Un golpe de aire le llevó muy cerca de los límites del cementerio y notó el calor contra la cara. Bajó de inmediato para sentirse cerca del suelo y una vez allí se preguntó si alguien había pensado en arrastrarse por el suelo y pasar por debajo de los muros. Cuando lo intentó, se dio cuenta de que funcionaba igual, así que no podían pasar ni por arriba, ni por abajo, ni siquiera colándose entre los ladrillos o por el boquete causado por la obra. Era una celda. ¿Y qué era lo que habían dicho? Era la cadena, que tenía un conjuro o un hechizo, o que era mágica a secas y muy peligrosa y por eso no podían salir. Así que el niño-fantasma hizo lo que cualquiera que tuviese ocho años: ir a verla muy de cerca.

La cadena era vieja y fea, y el candado, nuevo y brillante. Sabía que el señor Ambrosius había ido a explorar más allá de los límites y le daba mucha envidia porque él pocas veces había salido del recinto y recordaba poco del pueblo de Scomersett.
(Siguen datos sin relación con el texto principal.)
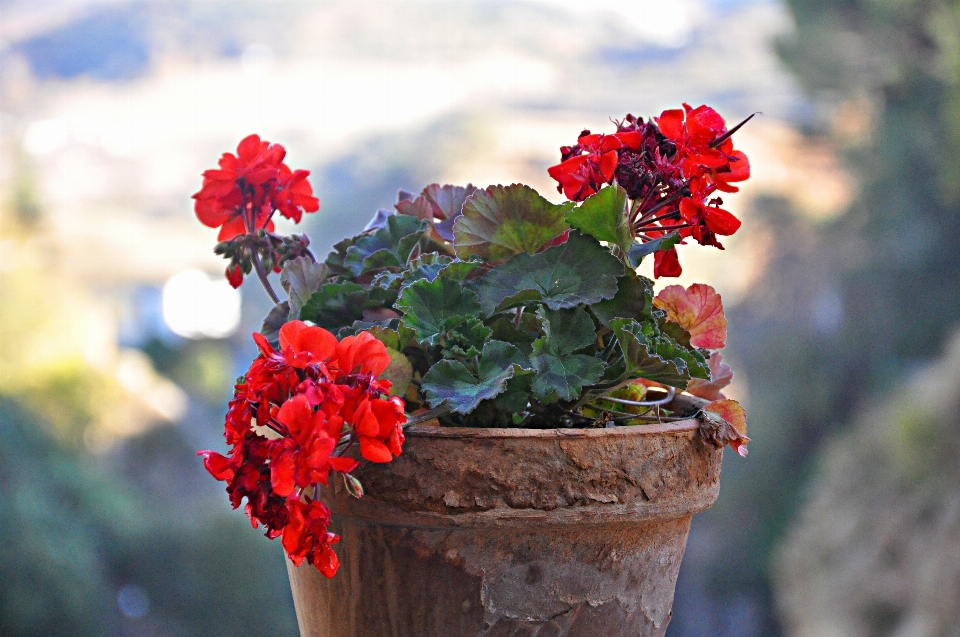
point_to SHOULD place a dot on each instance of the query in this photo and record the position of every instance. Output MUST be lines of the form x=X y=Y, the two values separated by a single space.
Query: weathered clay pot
x=510 y=532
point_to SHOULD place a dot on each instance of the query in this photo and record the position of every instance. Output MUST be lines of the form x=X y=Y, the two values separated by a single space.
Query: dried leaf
x=699 y=310
x=724 y=422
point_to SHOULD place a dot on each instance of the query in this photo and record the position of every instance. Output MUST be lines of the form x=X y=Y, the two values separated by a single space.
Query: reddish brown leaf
x=720 y=377
x=699 y=310
x=724 y=422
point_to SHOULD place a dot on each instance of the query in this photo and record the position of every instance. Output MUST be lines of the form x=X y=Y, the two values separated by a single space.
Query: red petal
x=248 y=147
x=720 y=221
x=282 y=474
x=374 y=450
x=671 y=124
x=608 y=166
x=327 y=562
x=343 y=465
x=666 y=263
x=631 y=139
x=217 y=465
x=232 y=228
x=363 y=352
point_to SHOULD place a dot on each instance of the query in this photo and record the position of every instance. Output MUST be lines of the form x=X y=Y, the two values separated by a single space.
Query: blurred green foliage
x=75 y=532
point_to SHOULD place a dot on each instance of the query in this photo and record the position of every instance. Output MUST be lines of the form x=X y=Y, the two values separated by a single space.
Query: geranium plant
x=472 y=307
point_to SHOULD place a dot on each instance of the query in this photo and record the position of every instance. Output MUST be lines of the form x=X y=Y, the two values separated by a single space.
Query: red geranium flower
x=241 y=196
x=284 y=424
x=591 y=163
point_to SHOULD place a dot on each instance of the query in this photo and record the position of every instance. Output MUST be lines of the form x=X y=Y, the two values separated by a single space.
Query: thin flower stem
x=668 y=215
x=663 y=203
x=643 y=204
x=669 y=228
x=262 y=275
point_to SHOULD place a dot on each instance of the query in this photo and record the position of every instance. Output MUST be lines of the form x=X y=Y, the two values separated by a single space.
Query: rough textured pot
x=510 y=532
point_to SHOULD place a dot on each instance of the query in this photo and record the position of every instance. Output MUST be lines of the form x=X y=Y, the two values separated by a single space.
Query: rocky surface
x=876 y=550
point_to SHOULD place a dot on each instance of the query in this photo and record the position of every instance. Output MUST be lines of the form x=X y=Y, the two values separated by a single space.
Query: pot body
x=513 y=532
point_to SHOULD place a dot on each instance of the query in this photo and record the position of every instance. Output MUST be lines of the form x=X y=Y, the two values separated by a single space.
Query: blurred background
x=119 y=339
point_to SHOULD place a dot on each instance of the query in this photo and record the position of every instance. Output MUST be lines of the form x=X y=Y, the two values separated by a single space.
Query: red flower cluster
x=669 y=168
x=291 y=420
x=242 y=196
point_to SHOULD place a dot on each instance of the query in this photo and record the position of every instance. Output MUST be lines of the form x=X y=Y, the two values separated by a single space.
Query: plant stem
x=262 y=275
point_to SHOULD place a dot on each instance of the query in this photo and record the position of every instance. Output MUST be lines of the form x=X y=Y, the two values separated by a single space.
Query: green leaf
x=399 y=372
x=301 y=278
x=431 y=308
x=603 y=217
x=393 y=338
x=561 y=373
x=466 y=338
x=498 y=354
x=335 y=305
x=277 y=316
x=426 y=266
x=568 y=330
x=390 y=246
x=577 y=271
x=452 y=382
x=563 y=377
x=656 y=356
x=460 y=270
x=516 y=397
x=639 y=250
x=634 y=300
x=448 y=205
x=502 y=221
x=504 y=330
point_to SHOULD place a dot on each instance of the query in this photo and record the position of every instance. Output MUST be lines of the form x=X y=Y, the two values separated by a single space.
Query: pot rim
x=434 y=431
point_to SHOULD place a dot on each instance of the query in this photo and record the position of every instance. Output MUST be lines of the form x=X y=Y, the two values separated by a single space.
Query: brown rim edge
x=678 y=427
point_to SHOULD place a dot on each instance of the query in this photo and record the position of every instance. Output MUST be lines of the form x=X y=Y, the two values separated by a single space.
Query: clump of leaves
x=502 y=309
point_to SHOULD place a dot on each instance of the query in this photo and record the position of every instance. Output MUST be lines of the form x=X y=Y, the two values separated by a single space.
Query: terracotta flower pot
x=509 y=532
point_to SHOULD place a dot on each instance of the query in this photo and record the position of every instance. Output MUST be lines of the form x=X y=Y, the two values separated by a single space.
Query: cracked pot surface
x=510 y=532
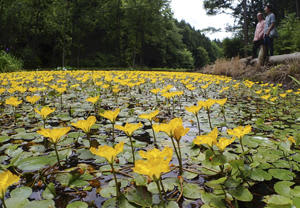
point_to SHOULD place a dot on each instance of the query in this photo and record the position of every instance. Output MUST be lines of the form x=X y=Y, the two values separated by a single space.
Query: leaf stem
x=198 y=124
x=116 y=181
x=153 y=132
x=132 y=149
x=56 y=152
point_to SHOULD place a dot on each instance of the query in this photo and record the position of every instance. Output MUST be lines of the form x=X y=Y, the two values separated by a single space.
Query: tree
x=202 y=58
x=233 y=47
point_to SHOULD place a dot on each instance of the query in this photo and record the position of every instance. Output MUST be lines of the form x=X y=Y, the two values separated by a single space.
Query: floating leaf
x=241 y=193
x=77 y=204
x=282 y=174
x=192 y=191
x=140 y=196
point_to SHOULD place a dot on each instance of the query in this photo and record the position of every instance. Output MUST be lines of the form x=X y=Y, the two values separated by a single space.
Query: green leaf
x=283 y=188
x=4 y=138
x=258 y=174
x=296 y=202
x=277 y=200
x=49 y=192
x=36 y=163
x=108 y=191
x=16 y=202
x=21 y=193
x=282 y=174
x=41 y=204
x=296 y=191
x=216 y=183
x=140 y=180
x=74 y=180
x=140 y=196
x=241 y=193
x=189 y=175
x=192 y=191
x=77 y=204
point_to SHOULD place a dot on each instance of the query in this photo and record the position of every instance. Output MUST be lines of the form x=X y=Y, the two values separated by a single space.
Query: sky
x=193 y=12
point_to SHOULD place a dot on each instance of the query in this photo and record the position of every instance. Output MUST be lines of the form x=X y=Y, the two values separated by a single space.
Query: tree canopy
x=102 y=33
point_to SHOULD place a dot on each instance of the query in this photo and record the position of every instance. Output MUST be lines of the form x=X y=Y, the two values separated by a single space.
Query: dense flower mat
x=147 y=139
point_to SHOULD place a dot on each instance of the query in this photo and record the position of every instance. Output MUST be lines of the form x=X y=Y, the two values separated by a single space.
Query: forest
x=131 y=33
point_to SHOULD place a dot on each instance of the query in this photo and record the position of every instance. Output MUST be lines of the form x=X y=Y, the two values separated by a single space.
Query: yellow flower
x=193 y=109
x=239 y=131
x=85 y=125
x=93 y=99
x=54 y=135
x=224 y=142
x=221 y=102
x=292 y=140
x=109 y=153
x=258 y=92
x=111 y=115
x=116 y=90
x=61 y=90
x=2 y=90
x=156 y=163
x=129 y=128
x=7 y=179
x=166 y=153
x=209 y=139
x=169 y=127
x=266 y=97
x=13 y=101
x=45 y=111
x=149 y=116
x=207 y=103
x=33 y=99
x=283 y=95
x=179 y=132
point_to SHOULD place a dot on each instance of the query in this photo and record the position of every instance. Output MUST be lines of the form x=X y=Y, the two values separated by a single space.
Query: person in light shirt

Los fantasmas tenían más libertad que los esqueletos, pero sus padres siempre le decían que tienen más posibilidades de acabar encerrados en algún baúl o un cajón, así que no podía permitirse explorar.

El niño se acercó teniendo cuidado de no tocar la pared, y vio que había una sombra que estaba abriendo lentamente la cadena. Metía la llave en el candado y lo dejaba caer al suelo, y al hacerlo desapareció la sensación de calor y opresión. Él se acercó un poco más confiando que, como era invisible, nadie se daría cuenta. Y entonces una Dyson portátil 25K se puso en marcha y engulló el aire con tanta fuerza que el fantasma fue arrastrado al interior de la aspiradora portátil, atrapándole en una maraña de pelusas.

—Shhhhhh —dijo alguien desde fuera—. No te preocupes, todo irá bien.